Vulnerability to mining monopoly

"51% attacks" become more difficult to launch and maintain as the hash rate of the network grows. However, this argument posits that since scrypt is designed to be inefficient on all common computer components (both CPUs and GPUs), a malicious entity need only produce a small batch of specialized/custom hardware to overtake all the commodity mining systems combined.

Memory bandwidth refutation

Some attempt to refute this by arguing that scrypt is not designed to be inefficient, but is instead designed to be highly dependent on memory bandwidth. Since the high-speed cache RAM on modern processors already takes up most of the die space, no sizeable improvement could then be made by creating custom chips. If we accept this argument we then estimate the cost of attack utilizing GPUs that are available today.

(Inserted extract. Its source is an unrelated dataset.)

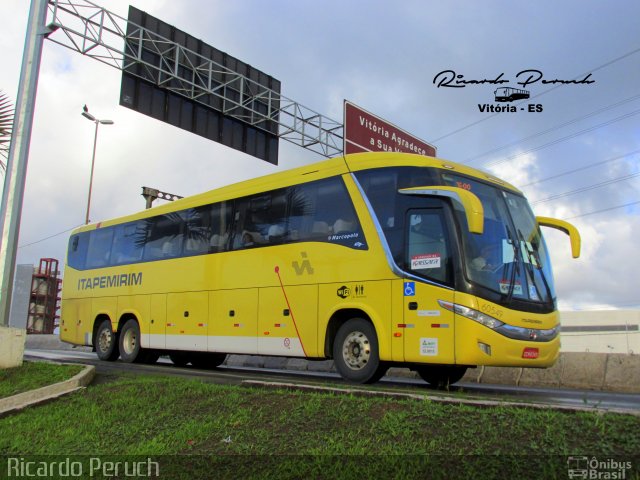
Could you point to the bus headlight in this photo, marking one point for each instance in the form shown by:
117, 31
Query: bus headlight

To do so we start with an estimated cost of hardware at $400 per megahash per second and a reasonable network hashrate of 30 gigahashes per second. The total amount of equipment necessary to match and takeover this network via 51% attack would then be an estimated $12M USD (or about 45,000 AMD HD 7950s).


In mid-2013, a user nicknamed pocopoco introduced an altcoin ("YACoin") using scrypt with an adaptive "N-factor"[2].